Die Bundesregierung streitet über ihr Rentenpaket. Dabei müsste man die Probleme ganz anders angehen, sagt der österreichische Sozialforscher Josef Wöss.

Müssten Rentner bald wieder an den Schreibtisch oder gibt es auch andere Lösungen? Senioren-Speeddating in Wien Foto: Christian Bruna/epa

Interview von

Theresa Walter

taz: Herr Wöss, muss aus dem Thema Rente immer ein Generationenkonflikt werden?

Josef Wöss: Nein, das muss keineswegs so sein. Eigentlich müsste es zum Beispiel im Interesse der Jüngeren sein, dass sie selbst mal eine gute und sichere Rente bekommen, also dass das Rentenniveau eher steigt und jedenfalls nicht weiter sinkt.

taz: Aber ist das nicht sowieso unmöglich, wenn es nun mal immer weniger junge Menschen und immer mehr alte Menschen gibt?

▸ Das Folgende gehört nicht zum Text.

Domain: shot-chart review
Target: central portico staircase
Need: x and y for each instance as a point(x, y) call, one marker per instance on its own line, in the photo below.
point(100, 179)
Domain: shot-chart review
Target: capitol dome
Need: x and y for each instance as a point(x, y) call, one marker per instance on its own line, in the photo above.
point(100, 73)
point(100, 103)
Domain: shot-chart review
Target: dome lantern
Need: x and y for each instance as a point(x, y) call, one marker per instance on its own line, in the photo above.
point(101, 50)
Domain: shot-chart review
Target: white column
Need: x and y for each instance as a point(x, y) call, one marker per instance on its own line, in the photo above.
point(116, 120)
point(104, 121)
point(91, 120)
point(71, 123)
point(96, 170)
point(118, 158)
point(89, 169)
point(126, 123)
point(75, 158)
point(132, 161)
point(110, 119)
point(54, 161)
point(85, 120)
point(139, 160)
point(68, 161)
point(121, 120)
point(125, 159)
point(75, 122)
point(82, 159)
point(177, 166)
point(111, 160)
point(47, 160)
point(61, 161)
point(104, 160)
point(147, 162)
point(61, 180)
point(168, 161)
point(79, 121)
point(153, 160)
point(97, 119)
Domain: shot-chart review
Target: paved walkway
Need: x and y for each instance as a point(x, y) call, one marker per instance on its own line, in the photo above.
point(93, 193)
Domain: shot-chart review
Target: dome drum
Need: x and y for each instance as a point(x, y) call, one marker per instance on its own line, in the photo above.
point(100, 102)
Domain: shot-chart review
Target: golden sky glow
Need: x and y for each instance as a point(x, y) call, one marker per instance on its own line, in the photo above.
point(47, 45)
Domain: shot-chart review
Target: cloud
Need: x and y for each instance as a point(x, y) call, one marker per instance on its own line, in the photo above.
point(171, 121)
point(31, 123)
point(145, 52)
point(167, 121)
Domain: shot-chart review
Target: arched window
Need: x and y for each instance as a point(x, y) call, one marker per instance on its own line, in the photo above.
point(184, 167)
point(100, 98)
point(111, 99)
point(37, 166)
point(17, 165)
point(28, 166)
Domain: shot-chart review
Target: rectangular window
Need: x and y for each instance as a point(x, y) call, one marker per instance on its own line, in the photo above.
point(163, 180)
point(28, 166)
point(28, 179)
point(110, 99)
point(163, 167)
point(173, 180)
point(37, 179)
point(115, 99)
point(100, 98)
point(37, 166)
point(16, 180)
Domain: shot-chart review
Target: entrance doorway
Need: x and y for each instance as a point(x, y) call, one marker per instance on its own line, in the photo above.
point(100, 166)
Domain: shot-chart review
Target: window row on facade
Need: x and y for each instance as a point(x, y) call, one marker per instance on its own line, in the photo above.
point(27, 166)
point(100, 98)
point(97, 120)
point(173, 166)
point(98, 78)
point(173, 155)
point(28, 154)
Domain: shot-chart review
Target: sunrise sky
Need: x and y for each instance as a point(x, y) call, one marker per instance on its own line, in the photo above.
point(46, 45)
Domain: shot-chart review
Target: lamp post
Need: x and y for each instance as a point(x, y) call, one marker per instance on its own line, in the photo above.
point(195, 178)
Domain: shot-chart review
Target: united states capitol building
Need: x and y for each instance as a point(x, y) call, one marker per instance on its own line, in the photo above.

Wöss: Das wirkt nur so, weil die Diskussion in Deutschland viel zu verkürzt geführt wird.

Im Interview: Josef Wöss

Wöss leitete bis zu seinem Ruhestand 2021 die Abteilung Sozialpolitik der Arbeiterkammer Wien. Er ist Experte für Renten- und Sozialpolitik und forscht zu der Frage, warum der Arbeitsmarkt der Schlüssel zur erfolgreichen Bewältigung des demografischen Wandels ist.

taz: Inwiefern?

Wöss: Es wird oft als alternativlos dargestellt, das Rentenniveau abzusenken oder das Renteneintrittsalter noch weiter zu erhöhen, also Menschen noch später in Rente gehen zu lassen. Die einzige weitere Möglichkeit, die es dann noch in die Diskussion über den Umgang mit dem demografischen Wandel schafft, ist die kräftige Erhöhung der Beitragssätze.

taz: Entweder die Leute arbeiten länger, es wird mehr eingezahlt oder das Rentenniveau sinkt. Klingt für mich logisch als Alternativen, die wir haben.

Wöss: Aber gerade aus der Perspektive der Jugend wäre es doch naheliegend, eine weitere Option ins Spiel zu bringen und auf mehr und bessere Arbeitsplätze zu setzen. Die entscheidende Frage ist: Wie viele von uns haben gute Arbeitsplätze und tragen damit im nötigen Ausmaß zur Finanzierung der Sozialsysteme bei und bei wie vielen ist das nicht der Fall?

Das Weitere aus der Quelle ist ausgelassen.